Mr Shrives, who was navigating the Atalanta, said he expected to pass port-to-port with the Hanne Knutsen as it had given a short blast of its horn indicating it would turn to the starboard, a turn he said it did not make.
The trial has heard the tanker changed course to avoid a stranded motor vessel, the Joy C.
He said the seriousness of the situation became apparent when the Atalanta lost the wind and Wilson went to turn the engines on to motor out of the way.
Mr Shrives said: ''It was almost like rabbits in the headlights at that stage, it was too late to do anything.''
He continued: ''There was a false expectation that the tanker would take a track that it subsequently didn't as we have seen these big ships coming through that area.
''We thought the Hanne Knutsen would follow the patrol boat and would pass a good distance port- to-port and the danger would be through and we would be passing it on our way to our mark.''
Simon Lusty, marine officer on the pilot boat Spitfire, which was assisting the Hanne Knutsen with its arrival at Fawley oil refinery, said the Atalanta was spotted ahead of the tanker and the Spitfire approached it to warn the crew.
He said: ''I told the skipper at the helm that he needed to start his engines and clear the area, there's a tanker coming down.
''I cannot say it was the helmsman but I had acknowledgement from someone in the cockpit.''
Mr Lusty described how he was then alerted to the Joy C, which was in difficulties after its engines failed close to the Hanne Knutsen.
He said: ''The skipper was waving his hands in some kind of distress and was unable to clear the area.
''We left the yacht (Atalanta) alone having given it the instructions, happy it would be adhered to. By the time we got back to the Joy C it was a bit hectic and Joy C was too close to the Hanne for us to intervene, to get in-between, to push, to pray for it, without endangering ourselves, we could do nothing.''
He said that after the Hanne Knutsen managed to clear the Joy C, his attention returned to the Atalanta.
He added: ''After the Joy C my immediate concern was that we were quite close to the ship, that was quite an uncomfortable experience.''
Speaking of the Atalanta's position close to the Hanne Knutsen, he added: ''It hadn't occurred to me that it would have carried on that track having spoken to it.

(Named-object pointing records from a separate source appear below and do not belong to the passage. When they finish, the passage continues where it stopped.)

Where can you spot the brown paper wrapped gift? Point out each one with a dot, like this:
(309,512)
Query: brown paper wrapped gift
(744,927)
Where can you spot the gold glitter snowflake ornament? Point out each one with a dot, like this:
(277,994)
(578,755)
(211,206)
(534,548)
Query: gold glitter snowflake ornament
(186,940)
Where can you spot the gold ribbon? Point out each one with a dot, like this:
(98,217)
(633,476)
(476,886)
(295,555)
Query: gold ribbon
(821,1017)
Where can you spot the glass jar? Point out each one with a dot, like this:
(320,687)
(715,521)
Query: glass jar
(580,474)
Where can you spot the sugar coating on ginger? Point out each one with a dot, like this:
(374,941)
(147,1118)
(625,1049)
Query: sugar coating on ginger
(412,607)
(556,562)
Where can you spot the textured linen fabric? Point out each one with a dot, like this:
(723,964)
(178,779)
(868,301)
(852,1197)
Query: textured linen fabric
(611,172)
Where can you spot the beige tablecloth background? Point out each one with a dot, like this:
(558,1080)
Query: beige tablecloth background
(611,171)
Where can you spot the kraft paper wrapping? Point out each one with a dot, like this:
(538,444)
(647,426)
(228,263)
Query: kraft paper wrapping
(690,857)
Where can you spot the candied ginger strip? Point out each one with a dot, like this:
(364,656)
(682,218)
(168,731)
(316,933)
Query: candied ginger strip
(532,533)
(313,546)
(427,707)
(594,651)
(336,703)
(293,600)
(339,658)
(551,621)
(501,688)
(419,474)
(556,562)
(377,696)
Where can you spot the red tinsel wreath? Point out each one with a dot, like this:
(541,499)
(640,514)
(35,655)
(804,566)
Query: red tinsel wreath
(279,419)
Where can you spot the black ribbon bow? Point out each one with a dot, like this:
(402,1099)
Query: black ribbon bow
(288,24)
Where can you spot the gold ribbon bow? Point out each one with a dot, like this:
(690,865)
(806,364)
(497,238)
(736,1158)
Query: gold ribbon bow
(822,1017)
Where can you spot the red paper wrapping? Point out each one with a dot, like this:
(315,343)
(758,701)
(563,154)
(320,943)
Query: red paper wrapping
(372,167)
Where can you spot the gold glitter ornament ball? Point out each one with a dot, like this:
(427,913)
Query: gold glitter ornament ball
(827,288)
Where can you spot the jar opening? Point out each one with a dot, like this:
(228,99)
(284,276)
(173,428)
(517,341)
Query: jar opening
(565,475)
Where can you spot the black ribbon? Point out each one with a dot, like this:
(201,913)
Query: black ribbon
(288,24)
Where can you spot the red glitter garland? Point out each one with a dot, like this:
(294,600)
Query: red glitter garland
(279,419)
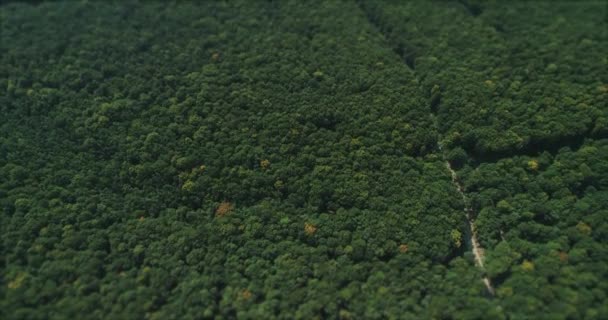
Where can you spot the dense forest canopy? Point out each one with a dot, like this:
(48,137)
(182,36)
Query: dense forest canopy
(303,159)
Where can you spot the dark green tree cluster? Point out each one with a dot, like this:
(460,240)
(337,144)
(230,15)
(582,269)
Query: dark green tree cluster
(505,77)
(519,90)
(545,219)
(218,160)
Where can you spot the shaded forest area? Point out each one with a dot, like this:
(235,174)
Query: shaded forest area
(260,159)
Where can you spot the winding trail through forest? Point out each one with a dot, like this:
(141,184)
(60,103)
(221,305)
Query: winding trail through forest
(472,233)
(471,240)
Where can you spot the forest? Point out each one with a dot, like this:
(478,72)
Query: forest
(343,159)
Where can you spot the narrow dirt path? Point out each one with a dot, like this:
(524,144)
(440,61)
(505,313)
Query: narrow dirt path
(472,234)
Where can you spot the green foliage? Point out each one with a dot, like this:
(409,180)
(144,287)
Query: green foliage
(261,160)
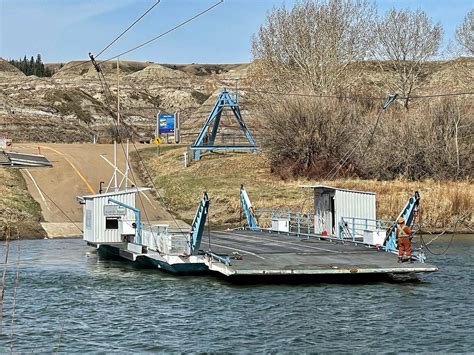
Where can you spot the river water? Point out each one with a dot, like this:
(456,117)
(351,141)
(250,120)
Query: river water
(71,300)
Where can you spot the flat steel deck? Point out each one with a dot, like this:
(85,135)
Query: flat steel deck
(265,253)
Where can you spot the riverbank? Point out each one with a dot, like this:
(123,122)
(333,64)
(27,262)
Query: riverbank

''When I first saw the yacht it could have done anything it wanted to, apart from what it did - it could have gone east, west, north.''
He described how he saw the yacht become dismasted as it was in collision with the tanker, with its sail almost becoming entangled in the anchor.
He added: ''There was some carnage on board, there was a chap with a head injury, it came on the radio that someone had gone in the water but within seconds it came on he had gone down the starboard side and had been picked up.
''The lifeboat turned up in moments.''
Mr Lusty said it was his first time as marine officer that day having previously served as coxswain, but he said he had worked through several previous Cowes Weeks.
He said the Spitfire turned on its siren and flashing lights as it dealt with the incident.
Wilson denies failing to keep a proper lookout and two counts of impeding the passage of a tanker.
Charles Row, prosecuting, claims Wilson, who owned and skippered the 33ft racing yacht, sailed his boat, which had a crew of eight, into the path of the 42-metre wide Hanne Knutsen.
Mr Row said Wilson failed to comply with local shipping bylaws which required him to maintain a moving prohibited zone (MPZ) of 1,000 metres in front and 100 metres either side of a vessel greater than 150 metres long.